パン用小麦はまだ子供、春が待ち遠しいな

パン用小麦「ミナミノカオリ」

日本人は米を食べよう。でも国産小麦のパンなら安堵かな。

  • 畑では、パン用国産小麦「ミナミノカオリ」(写真)が春を待っている。決して雑草ではありません

九州にパン用の国産小麦があるとはビックリでしょう。あります、それは九州沖縄農業研究センター育種の「ミナミノカオリ」です。
日本の小麦はほとんどがうどんなどの麺類用でパン用小麦はわずか。しかも、冷涼な気候が良いところから西日本での栽培は少ないようです。ところが九州でも可能になる新品種が登場して、その名は「ミナミノカオリ」。
日本は「農林61号」から「ニシノカオリ」など菓子パンの薄力粉からうどん用の中力粉中心になり、アメリカやカナダ産のものは強力粉のパンに最適な小麦になる。
パン用小麦は麺類用に比べ、タンパク質が多い、グルテン力が強い、粒子が粗いなどの特徴があるようだ。

国産小麦の特徴は次のようになる

  1. 国産小麦はグルテンが少ない

ふっくらのボリュームあるパンになるにはグルテン膜が必要

  1. 国産小麦は日本の風土、気候の激変で毎年違う

収穫ごとに品質が変わり、当然加水量がころころ変わる
こうしたことから欧米はパン用小麦、日本は菓子や麺類用小麦が多いが、国産小麦は内実がすばらしい。

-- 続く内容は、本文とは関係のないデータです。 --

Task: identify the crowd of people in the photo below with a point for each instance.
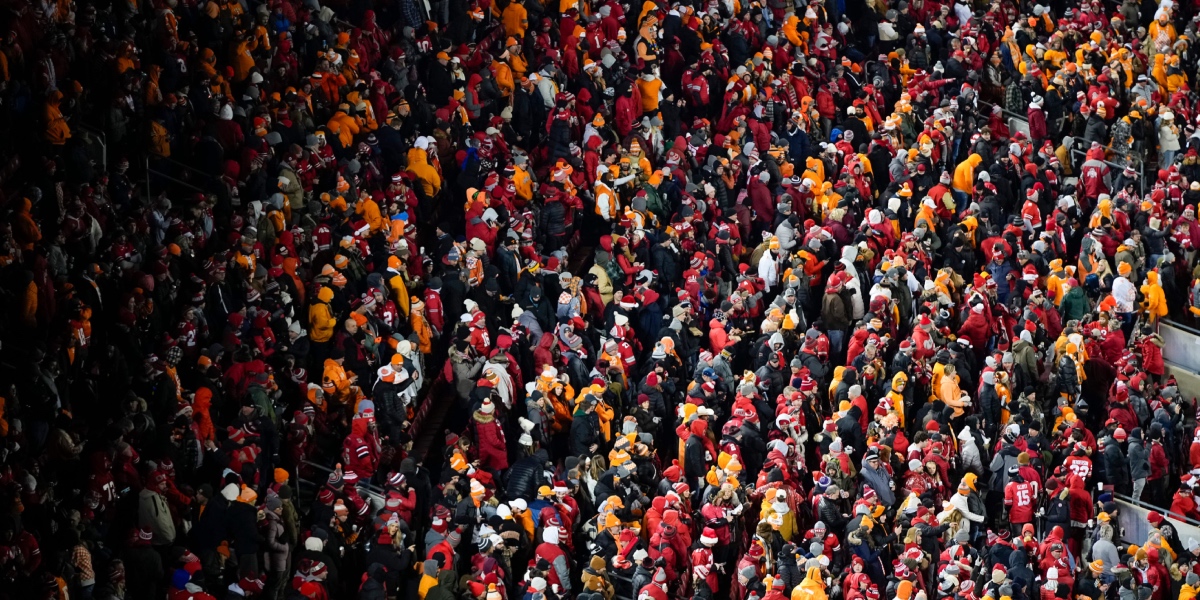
(522, 300)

  1. 独特の甘味がある。グルテン粉を別途加えなくとも日本らしさで健康によい全粒紛のパンができる
  2. 外国産には輸出用に殺虫剤のポストハーベスト農薬がある

そして、北海道以外九州にも強力なパン用小麦が登場した。
【研究センターの小田室長さん、「ミナミノカオリ」ありがとうございます】

アメリカの日本戦略

敗戦後の食糧難の時代から始まったパンと脱脂粉乳の世界、この日からアメリカの小麦戦略にはめられた日本の食生活がスタートし、その結果”アレルギー体質””不健康な身体””切れる体質”など現代の悲劇を生んだのではなかろうか。
食生活だけにとどまらない。アメリカの後追いをする日本が80年代から同一歩調を取りつづけてきた日米構造改革、市場原理とマネーゲームも同じ不安が透かし見える。

「ミナミノカオリ」は昨年11月4日に播種したから収穫は6月だろう。
昨年収穫した小麦は、暖かいときに「コクゾウムシ」がぞろぞろ出てきて部屋中コクゾウだらけの日もあったが、寒くなると消滅か姿を隠したか忽然といなくなり、今や全く見ない。
乾燥が重要で、なまはんかな乾燥はこのようなハイレベルの覚悟の状況を作ってしまう。